Hi all, I’m trying to render an array in the jsonforms-angular-seed app. My data is an array of strings, and my uischema is identical to the one in the array example in the docs. However, the array renders as a simple column of textareas with no add/delete buttons. It’s clear that the array-layout.renderer is not being used but I can’t figure out why.
[original thread by henry-oconnor]
Hi @henry-oconnor(henry-oconnor) ,
In your case the jsonforms/table.renderer.ts at master · eclipsesource/jsonforms · GitHub is used, the reason is the tester:
export const TableRendererTester: RankedTester = rankWith(
3,
or(isObjectArrayControl, isPrimitiveArrayControl)
);
in contrast to :
export const ArrayLayoutRendererTester: RankedTester = rankWith(
4,
isObjectArrayWithNesting
);
So if you want to force the use of the array-layout.renderer you need to re-register it with a different tester.
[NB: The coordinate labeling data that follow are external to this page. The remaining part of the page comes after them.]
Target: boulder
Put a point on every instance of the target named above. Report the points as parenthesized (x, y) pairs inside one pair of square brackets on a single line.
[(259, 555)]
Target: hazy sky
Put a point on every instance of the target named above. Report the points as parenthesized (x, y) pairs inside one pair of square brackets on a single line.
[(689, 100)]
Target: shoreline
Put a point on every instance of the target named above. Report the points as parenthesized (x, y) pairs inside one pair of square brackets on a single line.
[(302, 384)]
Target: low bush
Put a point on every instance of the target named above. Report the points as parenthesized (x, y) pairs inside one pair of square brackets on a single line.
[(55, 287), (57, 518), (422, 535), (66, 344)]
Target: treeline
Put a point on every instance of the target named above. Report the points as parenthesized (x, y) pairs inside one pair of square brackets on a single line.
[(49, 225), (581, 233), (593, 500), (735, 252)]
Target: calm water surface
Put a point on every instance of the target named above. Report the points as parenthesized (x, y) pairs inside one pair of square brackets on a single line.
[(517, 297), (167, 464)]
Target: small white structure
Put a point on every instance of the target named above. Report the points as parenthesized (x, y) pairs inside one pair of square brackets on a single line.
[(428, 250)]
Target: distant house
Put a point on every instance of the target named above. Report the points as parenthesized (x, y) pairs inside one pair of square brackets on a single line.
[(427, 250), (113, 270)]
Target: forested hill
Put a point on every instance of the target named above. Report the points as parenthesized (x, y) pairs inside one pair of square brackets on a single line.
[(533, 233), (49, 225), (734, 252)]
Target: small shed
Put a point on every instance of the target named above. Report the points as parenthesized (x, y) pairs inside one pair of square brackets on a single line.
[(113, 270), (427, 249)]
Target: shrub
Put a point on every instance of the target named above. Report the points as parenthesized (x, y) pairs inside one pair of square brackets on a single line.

The alternative would be to extend the table-renderer with add/remove buttons, we would be happy to review a PR 
.
Best,
Eugen
[Chiranjeevi Tapal]
Is it TableRenderer that needs to be re-registered with a different tester ?
There are two components of a rankWith tester, its returned rank when the predicate is true and the predicate itself.
When you want to force the use of a specific renderer with rankWith, you need to make sure that you return the highest priority and that the predicate applies. In the case described above, the ArrayLayoutRenderer is not used because its predicate isObjectArrayWithNesting returns false and therefore it will return a rank of -1 instead of 4. To force the use of the ArrayLayoutRenderer over the TableRenderer one could register it with a different predicate, the rank is already higher.
For example
const MyArrayLayoutRendererTester: RankedTester = rankWith(
4,
isObjectArrayControl
);
should do the trick.
Note that there might be an easier alternative. The isObjectArrayWithNesting actually not only returns true in case of nested objects, but also when options: { detail: ‘GENERATED’ } is set in the ui schema for this element. You can find this in more detail in the documentation: Controls | JSON Forms
In that case you don’t need to reregister the control with a custom tester.